Defense and Indemnity Coverage
The fund client sued SS&C for gross negligence in handling the client’s funds. AIG was SS&C’s professional liability insurer and agreed to defend SS&C but denied coverage for any settlement based on an exclusion in the policy “for the monetary value of any funds lost due to the Insured’[s] exercise of ... authority or discretionary control ...” AIG focused on this particular exclusion because the policy’s cyber extortion exclusion was narrow and inapplicable. SS&C then settled with its former client and, in turn, sued AIG.

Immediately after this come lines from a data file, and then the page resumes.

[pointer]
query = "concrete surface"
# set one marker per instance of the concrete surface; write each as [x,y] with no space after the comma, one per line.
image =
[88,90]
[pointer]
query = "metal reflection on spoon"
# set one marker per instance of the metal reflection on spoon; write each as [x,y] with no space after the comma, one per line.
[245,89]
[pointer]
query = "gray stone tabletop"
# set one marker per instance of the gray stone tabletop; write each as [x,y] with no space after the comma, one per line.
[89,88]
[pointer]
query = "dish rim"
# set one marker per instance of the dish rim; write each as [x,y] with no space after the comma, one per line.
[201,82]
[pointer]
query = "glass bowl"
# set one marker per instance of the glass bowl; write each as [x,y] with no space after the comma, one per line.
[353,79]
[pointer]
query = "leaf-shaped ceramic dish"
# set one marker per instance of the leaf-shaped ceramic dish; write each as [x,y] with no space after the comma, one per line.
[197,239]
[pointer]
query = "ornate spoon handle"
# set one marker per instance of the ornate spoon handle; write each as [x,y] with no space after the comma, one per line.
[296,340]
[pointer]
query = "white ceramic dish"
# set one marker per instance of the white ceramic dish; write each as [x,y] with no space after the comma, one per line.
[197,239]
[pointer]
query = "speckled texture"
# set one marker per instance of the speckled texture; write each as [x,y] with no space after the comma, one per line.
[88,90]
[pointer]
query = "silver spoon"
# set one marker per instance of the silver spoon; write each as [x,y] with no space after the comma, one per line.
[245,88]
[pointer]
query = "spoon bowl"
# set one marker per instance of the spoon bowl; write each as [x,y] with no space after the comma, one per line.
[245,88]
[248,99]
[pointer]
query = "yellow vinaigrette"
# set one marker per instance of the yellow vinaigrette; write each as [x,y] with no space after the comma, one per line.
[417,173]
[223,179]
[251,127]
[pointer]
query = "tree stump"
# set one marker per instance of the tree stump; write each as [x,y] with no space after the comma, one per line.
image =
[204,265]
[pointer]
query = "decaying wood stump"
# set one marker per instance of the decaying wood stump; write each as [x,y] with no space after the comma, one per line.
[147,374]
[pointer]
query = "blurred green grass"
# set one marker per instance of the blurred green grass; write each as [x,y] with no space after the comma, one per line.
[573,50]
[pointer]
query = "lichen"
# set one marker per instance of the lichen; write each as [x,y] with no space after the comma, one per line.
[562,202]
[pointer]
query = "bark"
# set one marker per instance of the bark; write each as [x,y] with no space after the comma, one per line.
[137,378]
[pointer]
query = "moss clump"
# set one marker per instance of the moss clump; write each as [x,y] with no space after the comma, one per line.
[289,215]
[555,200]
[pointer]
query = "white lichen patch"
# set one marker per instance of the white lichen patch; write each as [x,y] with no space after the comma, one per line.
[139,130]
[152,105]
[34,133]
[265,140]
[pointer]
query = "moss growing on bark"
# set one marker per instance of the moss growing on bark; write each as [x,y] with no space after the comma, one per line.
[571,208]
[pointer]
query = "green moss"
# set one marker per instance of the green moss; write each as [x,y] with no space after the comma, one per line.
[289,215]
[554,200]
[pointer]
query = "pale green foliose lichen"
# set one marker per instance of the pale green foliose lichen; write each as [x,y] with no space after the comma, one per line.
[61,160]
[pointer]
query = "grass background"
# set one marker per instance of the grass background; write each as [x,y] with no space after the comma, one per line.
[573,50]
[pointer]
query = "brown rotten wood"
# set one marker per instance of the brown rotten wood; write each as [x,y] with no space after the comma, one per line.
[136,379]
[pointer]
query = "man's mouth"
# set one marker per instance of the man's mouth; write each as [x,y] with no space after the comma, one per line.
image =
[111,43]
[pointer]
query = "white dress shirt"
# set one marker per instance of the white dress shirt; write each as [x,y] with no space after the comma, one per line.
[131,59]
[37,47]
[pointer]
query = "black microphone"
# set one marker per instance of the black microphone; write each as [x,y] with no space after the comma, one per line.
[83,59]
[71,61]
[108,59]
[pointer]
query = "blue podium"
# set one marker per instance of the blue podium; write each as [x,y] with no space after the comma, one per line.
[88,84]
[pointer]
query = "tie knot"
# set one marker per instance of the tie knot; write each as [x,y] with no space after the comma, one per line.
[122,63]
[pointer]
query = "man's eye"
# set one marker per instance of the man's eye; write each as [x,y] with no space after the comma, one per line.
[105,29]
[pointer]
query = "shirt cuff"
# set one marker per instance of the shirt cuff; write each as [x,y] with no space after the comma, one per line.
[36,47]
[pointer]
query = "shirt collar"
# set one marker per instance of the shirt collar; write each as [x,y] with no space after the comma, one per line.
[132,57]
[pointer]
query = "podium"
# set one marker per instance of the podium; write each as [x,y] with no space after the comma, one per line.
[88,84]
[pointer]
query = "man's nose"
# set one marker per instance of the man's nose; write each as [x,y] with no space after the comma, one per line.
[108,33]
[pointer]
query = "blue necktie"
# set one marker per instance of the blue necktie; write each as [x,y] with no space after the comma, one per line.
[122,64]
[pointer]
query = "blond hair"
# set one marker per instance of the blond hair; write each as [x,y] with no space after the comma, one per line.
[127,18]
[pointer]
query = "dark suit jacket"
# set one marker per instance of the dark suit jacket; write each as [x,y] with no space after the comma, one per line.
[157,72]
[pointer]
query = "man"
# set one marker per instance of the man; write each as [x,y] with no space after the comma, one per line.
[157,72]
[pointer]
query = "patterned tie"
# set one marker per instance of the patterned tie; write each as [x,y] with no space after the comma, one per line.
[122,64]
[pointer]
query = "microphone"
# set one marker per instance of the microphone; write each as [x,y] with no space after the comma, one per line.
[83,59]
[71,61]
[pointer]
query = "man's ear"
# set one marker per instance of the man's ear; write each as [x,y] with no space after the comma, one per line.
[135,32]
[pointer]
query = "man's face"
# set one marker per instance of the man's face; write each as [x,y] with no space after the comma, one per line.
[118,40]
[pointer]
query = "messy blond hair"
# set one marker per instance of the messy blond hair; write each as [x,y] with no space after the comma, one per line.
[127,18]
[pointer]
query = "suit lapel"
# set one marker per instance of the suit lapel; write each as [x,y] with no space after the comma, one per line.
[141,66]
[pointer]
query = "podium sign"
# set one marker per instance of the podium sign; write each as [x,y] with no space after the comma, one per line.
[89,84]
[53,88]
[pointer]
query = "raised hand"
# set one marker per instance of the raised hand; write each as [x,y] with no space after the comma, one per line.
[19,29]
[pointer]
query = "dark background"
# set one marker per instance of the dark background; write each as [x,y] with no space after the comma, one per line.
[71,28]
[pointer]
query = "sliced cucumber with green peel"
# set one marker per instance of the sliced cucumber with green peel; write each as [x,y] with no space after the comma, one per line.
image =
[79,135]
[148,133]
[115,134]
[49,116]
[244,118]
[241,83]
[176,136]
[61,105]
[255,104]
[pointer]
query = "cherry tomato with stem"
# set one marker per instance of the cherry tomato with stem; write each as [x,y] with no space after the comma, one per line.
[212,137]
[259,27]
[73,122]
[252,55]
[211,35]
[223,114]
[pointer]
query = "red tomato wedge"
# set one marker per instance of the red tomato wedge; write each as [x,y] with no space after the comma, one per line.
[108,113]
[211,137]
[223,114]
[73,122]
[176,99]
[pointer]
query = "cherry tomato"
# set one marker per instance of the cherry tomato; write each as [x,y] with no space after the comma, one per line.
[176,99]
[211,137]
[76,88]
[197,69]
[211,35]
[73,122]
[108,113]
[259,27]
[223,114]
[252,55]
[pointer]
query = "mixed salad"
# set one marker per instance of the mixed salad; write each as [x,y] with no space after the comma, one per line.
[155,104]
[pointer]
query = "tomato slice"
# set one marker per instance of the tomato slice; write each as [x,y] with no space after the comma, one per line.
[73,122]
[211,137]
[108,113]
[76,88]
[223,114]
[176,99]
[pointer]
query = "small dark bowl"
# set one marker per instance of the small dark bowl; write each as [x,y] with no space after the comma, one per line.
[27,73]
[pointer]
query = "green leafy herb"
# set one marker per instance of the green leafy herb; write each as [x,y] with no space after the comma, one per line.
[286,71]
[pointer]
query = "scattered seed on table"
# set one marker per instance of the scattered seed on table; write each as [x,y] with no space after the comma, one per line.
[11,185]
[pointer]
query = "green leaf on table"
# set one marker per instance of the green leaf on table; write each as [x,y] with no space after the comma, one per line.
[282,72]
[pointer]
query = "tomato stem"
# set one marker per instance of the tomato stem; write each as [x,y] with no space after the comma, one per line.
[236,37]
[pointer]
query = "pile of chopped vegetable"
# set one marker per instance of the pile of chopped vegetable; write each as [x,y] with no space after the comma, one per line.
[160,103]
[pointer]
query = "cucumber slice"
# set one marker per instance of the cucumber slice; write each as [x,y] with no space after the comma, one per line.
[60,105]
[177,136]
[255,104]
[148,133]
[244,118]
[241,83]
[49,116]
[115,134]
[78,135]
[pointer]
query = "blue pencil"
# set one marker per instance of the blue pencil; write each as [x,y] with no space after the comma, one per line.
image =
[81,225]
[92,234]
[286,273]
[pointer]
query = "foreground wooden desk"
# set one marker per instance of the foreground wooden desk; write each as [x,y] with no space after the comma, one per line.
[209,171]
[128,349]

In the coverage lawsuit, the trial court concluded that SS&C had no independent authority to process transactions apart from its former client’s authority based on the language of the services agreement with the client, which stated that the management and control of the fund were vested exclusively in the fund. AIG argued that SS&C had authority and discretion over the client’s funds because five SS&C employees were identified as “Authorized Signers” on the client’s account and could sign checks and withdraw funds from the client’s account. The court rejected AIG’s argument, noting that AIG was “conflating SS&C’s administrative ability to operate [the client’s] account, which indisputably existed, with SS&C’s authority and discretionary control over that account.” While SS&C employees had the ability to sign checks and facilitate transfers, the court found, they could take those actions only after receiving instructions from the fund.
The court also rejected AIG’s attempt to sidestep its indemnity coverage obligation by arguing that the exclusion applied to funds that were “lost”–a term that was not defined in the policy. The court acknowledged that both SS&C and AIG offered plausible interpretations of what constituted “lost” funds (i.e., “missing” (SS&C) and “stolen” (AIG)). As such, the court concluded that the term was ambiguous and therefore must be interpreted in favor of the insured. Thus, the court found that the exclusion did not apply and ordered AIG to cover SS&C’s settlement in the underlying lawsuit.
Courts vary with respect to a policyholder’s ability to recover loss for social engineering and funds transfer fraud claims. Based on relevant state law and the terms of the policy, courts have come to opposite conclusions on whether a policyholder may obtain coverage. Though cyber insurance policies typically provide the best option to secure coverage for computer fraud claims, policyholders should not overlook the coverage that may be available from other traditional policies included within their insurance program. When presented with a computer fraud claim, policyholders are well served to immediately give notice to all insurers who may provide coverage for computer- and data-related claims. In addition, policyholders should not just take no for an answer when an insurer has denied coverage. It is not uncommon for insurers to revisit their coverage position after knowledgeable coverage counsel has been engaged to dispute a claim denial. The onus is on insurers to prove that a policy exclusion clearly and unambiguously applies, and recent case law is trending favorably for policyholders to recover insurance proceeds for computer fraud claims.